Smart Routing

High-level Smart Routing flow

Smart Routing is MultiRoute’s routing engine. It sits between your application and multiple AI model providers and decides, for every request, which provider and model to use based on your preferences for cost, latency, and quality, while handling timeouts, retries, and failover on your behalf.

This guide explains how Smart Routing works so you can design for reliability and performance without hard-coding provider-specific logic into your app.

What Smart Routing Does

When your application sends a request to a /openai/v1 endpoint, Smart Routing:

Identifies the project and API key.
Loads the active routing configuration for that project and endpoint (including Smart Routing settings).
Evaluates candidate providers and models against your evaluation weights (cost, latency, and quality).
Selects the best provider and model for this request.
Applies timeouts and retries according to your failover settings.
Falls back to alternate models or providers when the primary choice is unhealthy or failing.
Returns the response (or an error) back to your application.

Routing decisions can depend on:

The endpoint (e.g. /openai/v1/chat/completions).
The requested model or routing profile.
Your Smart Routing weights (for cost, latency, and quality).
Project-level defaults and environment (dev, staging, prod).

Scoring and Preferences

Smart Routing uses evaluation weights that control how much each dimension contributes to the final score for each request. For example:

Accuracy / quality — How well a model is expected to follow instructions and produce useful outputs.
Cost efficiency — The relative price of using that model for a request.
Time efficiency — Typical response latency for that model and provider.

You configure these preferences in the settings UI or via the settings API. Once configured, you do not need to change your application code—Smart Routing continuously applies your chosen weights to each request to select the best available model.

Inputs to Routing Decisions

For a given request, Smart Routing considers:

Configuration:
- Enabled providers and models for the current project.
- Any routing profiles or overrides.
- Your evaluation weights.
Request context:
- The endpoint and requested model (if any).
- Environment or project-level defaults.
Operational signals:
- Recent latency and error rates per provider/model.
- Provider health (outages, throttling, or persistent failures).

The combination of configuration, request context, and operational signals allows Smart Routing to choose sensible defaults while adapting to real-world conditions.

Timeouts

Every request to an underlying provider is subject to a timeout. The timeout limits how long Smart Routing will wait for a response from a chosen provider before treating that attempt as failed.

Timeouts can be:

Global defaults: Applied to all requests unless overridden.
Per-profile or per-model overrides: For example, allowing longer timeouts for more complex reasoning tasks.

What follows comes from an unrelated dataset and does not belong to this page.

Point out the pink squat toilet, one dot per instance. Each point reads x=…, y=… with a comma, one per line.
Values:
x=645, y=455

Choosing timeouts involves a tradeoff between:

User experience: Long timeouts can lead to slow responses.
Accuracy and completeness: Some models may need more time for complex tasks.

In general:

For UI-bound calls, prefer shorter timeouts and aggressive failover.
For offline or batch jobs, you can often tolerate longer timeouts.

Retries

When a request to a provider fails with a retryable error (such as a transient network issue), Smart Routing may retry the request according to your configured policy.

Retries are usually:

Limited in count (e.g. a small number of attempts).
Guarded by overall timeout budgets so that retries do not cause unbounded delays.
Scoped to specific error types; for example, Smart Routing will not retry on validation errors that are caused by an invalid prompt or parameters.

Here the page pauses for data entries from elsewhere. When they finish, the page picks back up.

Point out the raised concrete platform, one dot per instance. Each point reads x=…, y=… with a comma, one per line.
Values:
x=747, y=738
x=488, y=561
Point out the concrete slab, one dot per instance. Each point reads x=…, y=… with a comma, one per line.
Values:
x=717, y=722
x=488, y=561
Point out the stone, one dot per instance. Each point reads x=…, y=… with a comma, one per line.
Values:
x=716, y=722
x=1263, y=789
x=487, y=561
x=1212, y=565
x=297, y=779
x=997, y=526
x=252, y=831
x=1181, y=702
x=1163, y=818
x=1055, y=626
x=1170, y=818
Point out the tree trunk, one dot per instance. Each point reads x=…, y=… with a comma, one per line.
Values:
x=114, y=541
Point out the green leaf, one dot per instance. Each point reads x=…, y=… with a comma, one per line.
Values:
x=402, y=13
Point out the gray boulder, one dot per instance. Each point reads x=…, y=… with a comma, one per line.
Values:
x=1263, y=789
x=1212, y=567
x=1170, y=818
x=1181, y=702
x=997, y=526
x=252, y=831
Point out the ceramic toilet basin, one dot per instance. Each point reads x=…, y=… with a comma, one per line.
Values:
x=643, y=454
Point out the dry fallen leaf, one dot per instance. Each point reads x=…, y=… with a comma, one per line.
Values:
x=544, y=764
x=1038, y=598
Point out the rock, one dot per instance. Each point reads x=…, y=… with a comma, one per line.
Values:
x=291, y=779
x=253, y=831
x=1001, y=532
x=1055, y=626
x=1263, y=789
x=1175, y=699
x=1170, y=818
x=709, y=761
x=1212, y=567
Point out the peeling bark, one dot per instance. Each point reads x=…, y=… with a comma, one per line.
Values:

Retries add resilience, but also:

Increase total latency when providers are degraded.
Can increase underlying provider usage if not configured carefully.

Use retries primarily for transient failures, not as a substitute for fixing invalid requests or quotas.

Failover and Fallbacks

If a provider or model is repeatedly failing or unavailable, Smart Routing can fail over to an alternate model according to your routing configuration and Smart Routing preferences.

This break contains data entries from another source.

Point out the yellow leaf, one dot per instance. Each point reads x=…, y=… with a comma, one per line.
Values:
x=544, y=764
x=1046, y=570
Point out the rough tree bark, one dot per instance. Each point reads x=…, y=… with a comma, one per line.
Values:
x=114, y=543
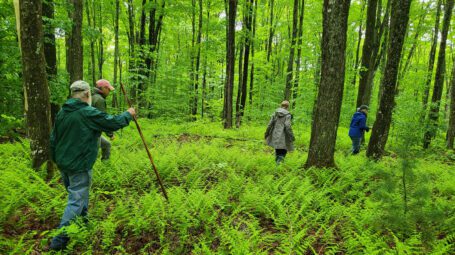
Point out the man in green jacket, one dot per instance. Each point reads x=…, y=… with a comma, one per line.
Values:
x=74, y=147
x=100, y=93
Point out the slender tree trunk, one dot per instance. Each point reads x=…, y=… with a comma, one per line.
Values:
x=131, y=41
x=116, y=49
x=299, y=54
x=398, y=26
x=330, y=94
x=434, y=42
x=439, y=78
x=451, y=129
x=50, y=50
x=356, y=63
x=37, y=105
x=271, y=29
x=290, y=69
x=74, y=53
x=367, y=51
x=241, y=100
x=252, y=54
x=230, y=63
x=92, y=45
x=204, y=74
x=100, y=44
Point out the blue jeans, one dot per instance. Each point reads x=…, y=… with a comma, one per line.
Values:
x=355, y=144
x=78, y=186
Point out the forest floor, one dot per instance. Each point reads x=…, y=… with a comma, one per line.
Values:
x=227, y=196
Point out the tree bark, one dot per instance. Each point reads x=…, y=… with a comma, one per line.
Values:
x=248, y=20
x=367, y=51
x=438, y=88
x=37, y=105
x=290, y=69
x=92, y=45
x=101, y=40
x=356, y=63
x=451, y=129
x=295, y=89
x=116, y=49
x=50, y=50
x=330, y=94
x=398, y=26
x=230, y=63
x=74, y=53
x=434, y=42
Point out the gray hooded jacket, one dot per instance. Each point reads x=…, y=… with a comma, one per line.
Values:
x=279, y=133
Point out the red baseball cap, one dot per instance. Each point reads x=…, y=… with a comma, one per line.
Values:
x=104, y=83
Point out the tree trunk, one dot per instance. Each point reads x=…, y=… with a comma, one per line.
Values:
x=74, y=53
x=100, y=44
x=367, y=51
x=131, y=42
x=116, y=49
x=92, y=45
x=356, y=63
x=230, y=63
x=248, y=20
x=299, y=54
x=37, y=105
x=434, y=42
x=252, y=54
x=330, y=94
x=204, y=74
x=50, y=50
x=451, y=129
x=398, y=26
x=271, y=30
x=290, y=69
x=438, y=88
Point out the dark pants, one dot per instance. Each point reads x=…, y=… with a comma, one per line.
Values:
x=280, y=154
x=78, y=186
x=356, y=144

Fallback behavior typically includes:

Promoting a secondary model to primary when the primary is unhealthy.
Skipping models that are returning persistent errors for the current request.
Routing to backup providers if your main provider is experiencing an outage.

You control:

Which models are eligible as fallbacks.
Whether failover is allowed for a given profile.
How quickly Smart Routing should give up on a failing model.

For critical workloads, configure at least one viable fallback model so interruptions from a single provider are minimized.

Consistency and Idempotency

Retries and failovers can result in the same logical request being sent to one or more providers. To make this safe:

Design requests to be idempotent where possible.
Use idempotency keys or unique request identifiers in your own systems when an operation has side effects.
Be aware that different models may produce different outputs for the same prompt if a fallback is used.

Smart Routing focuses on maximizing availability and responsiveness; your application should account for this when building workflows that must be strictly consistent.

Observing Smart Routing Behavior

To understand how Smart Routing behaves in practice:

Use the dashboard logs and metrics to see which providers and models handled each request.
Track request IDs in your logs to diagnose when retries or fallbacks were triggered.
Compare latency, cost, and error rates across routing profiles when tuning Smart Routing weights, timeouts, and retries.

Combining clear Smart Routing configuration with good observability gives you a predictable and debuggable system, even as you evolve your provider and model mix over time.